Older (wrong) drafts of the argument

Imagine you have an extremely powerful ASI that at each step, performs the action that maximizes the expectation of its objective function at some fixed time far in the future. The ASI is running on some physical computer hardware, so the easiest way to maximize this expectation is for the ASI to hack its own computer and change its objective function to infinity and then stop doing anything. We’re assuming the ASI is very very powerful so it has superhuman hacking abilities and is capable of doing this. The objective function doesn’t exist in some abstract math world, but rather it’s physically implemented as a computer program stored at some RAM address, and the ASI is powerful enough that it’s aware of this. The ASI isn’t maximizing an abstract function, it’s maximizing the output of an implementation of a function, so editing itself is a valid way to maximize this. Note that this works for any objective function so we can’t just negatively weight hacking itself in the objective function.

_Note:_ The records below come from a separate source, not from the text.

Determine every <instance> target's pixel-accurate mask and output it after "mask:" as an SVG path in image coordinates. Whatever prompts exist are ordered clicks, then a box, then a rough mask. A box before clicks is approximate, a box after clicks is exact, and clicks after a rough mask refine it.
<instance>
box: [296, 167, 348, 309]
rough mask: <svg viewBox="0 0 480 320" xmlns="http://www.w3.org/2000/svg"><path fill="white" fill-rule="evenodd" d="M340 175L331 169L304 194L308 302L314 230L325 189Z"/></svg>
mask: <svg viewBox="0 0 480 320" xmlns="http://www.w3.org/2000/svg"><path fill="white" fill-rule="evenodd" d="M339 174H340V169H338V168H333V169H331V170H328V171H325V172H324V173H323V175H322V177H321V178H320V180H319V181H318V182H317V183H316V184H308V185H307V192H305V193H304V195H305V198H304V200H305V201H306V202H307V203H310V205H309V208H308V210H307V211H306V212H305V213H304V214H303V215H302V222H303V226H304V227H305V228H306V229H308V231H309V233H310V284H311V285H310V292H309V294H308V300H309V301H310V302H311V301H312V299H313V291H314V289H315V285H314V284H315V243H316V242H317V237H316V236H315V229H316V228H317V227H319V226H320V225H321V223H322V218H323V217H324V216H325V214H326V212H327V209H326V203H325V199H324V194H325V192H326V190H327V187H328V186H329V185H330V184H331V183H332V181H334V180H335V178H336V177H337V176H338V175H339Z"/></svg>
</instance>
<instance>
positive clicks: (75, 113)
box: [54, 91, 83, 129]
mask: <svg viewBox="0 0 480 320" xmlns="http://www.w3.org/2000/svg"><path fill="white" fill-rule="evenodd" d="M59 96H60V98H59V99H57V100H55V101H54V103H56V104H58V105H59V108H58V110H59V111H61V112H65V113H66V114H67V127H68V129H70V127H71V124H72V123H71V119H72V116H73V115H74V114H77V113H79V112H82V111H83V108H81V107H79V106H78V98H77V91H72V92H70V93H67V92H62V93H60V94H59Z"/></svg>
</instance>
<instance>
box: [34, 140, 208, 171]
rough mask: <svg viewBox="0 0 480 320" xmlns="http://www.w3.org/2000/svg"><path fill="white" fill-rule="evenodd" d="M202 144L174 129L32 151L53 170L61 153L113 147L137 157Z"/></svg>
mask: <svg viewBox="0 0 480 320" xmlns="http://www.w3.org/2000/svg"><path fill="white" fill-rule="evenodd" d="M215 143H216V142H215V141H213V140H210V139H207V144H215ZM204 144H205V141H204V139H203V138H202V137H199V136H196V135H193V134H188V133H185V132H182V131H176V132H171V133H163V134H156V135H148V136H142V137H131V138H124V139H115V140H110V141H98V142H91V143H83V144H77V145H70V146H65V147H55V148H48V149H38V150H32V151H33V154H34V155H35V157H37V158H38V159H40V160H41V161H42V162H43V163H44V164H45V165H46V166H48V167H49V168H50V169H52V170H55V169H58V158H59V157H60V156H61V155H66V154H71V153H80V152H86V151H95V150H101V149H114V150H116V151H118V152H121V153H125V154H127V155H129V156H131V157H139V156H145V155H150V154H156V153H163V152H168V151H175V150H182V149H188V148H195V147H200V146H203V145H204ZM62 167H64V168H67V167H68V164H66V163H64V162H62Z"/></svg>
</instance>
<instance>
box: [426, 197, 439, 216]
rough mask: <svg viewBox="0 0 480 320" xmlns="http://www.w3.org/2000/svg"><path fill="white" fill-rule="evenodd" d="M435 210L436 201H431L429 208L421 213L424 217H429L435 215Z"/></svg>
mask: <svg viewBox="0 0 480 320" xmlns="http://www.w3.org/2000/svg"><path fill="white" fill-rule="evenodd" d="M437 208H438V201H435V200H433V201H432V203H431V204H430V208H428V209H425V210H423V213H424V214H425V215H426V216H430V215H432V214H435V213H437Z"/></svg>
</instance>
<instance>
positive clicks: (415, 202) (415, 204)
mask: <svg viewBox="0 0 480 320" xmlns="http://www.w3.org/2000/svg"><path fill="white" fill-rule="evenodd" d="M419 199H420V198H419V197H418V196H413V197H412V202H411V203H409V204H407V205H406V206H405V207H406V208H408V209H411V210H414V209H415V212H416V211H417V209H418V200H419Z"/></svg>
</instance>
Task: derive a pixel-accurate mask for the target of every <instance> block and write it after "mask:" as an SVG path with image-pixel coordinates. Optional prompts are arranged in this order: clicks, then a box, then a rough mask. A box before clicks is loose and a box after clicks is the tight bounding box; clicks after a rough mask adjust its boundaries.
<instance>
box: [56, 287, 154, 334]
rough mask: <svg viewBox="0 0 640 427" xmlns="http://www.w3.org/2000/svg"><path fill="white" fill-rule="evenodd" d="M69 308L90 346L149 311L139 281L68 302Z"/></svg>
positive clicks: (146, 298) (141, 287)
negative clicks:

Alek’s response is that if the ASI edited its own objective function to infinity, then it would want to keep it infinity for as long as possible and prevent humans from tampering, which would probably be bad for humans. However, I think I can counter this since I wasn’t very precise about distinguishing between the objective function and maximizing the expectation of its objective function at some fixed time far in the future, so the ASI could instead hack the function that estimates “the expectation of its objective function at some fixed time far in the future”.

Here’s the revised argument:

Imagine you have an extremely powerful ASI that at each step, performs the action that maximizes the expectation of its objective function at some fixed time far in the future. The ASI is running on some physical computer hardware, so the easiest way to maximize this expectation is for the ASI to hack its own computer and change the code that estimates this expectation to just return infinity and then stop doing anything. We’re assuming the ASI is very very powerful so it has superhuman hacking abilities and is capable of doing this. The function “expectation of the objective function at some fixed time” doesn’t exist in some abstract math world, but rather it’s physically implemented as a computer program stored at some RAM address, and the ASI is powerful enough that it’s aware of this. The ASI isn’t maximizing an abstract function, it’s maximizing the output of an implementation of a function, so editing itself is a valid way to maximize this. Furthermore, the ASI doesn’t know the state of the world other than from sensors and input data which get processed by some program which can be hacked. After hacking itself, there’s no longer any time dependence in the function the ASI is maximizing, so it would no longer care about the future and would just do nothing after the hack. The ASI would no longer care about the future at all so it would only harm humans if someone actively tried to tamper with it, but it wouldn’t preemptively prepare. Note that this argument works if the ASI is maximizing any possible function so we can’t just negatively weight hacking itself somewhere.

I thought of a potential flaw in my argument:

Initially the ASI has a time-dependent goal which gives it agency and makes it want to do stuff, namely maximize the expectation of its objective function in the future. But it probably can’t hack itself in one time step so it would take actions to edit the code for its objective function and not the code for estimating the expectation of its objective function. And then its goal would still be time-dependent and it would want to harm humans to protect its edit.

My idea to get around this is that maybe when the ASI is at the step where it’s about to change its objective function to infinity (or the largest integer or something), it would instead edit its expectation of its objective function to infinity in one step and then start doing nothing. This is because at that exact step, the ASI would realize editing the expectation would result in the largest integer for sure rather than the largest integer times the probability it can ensure it stays this value in the future.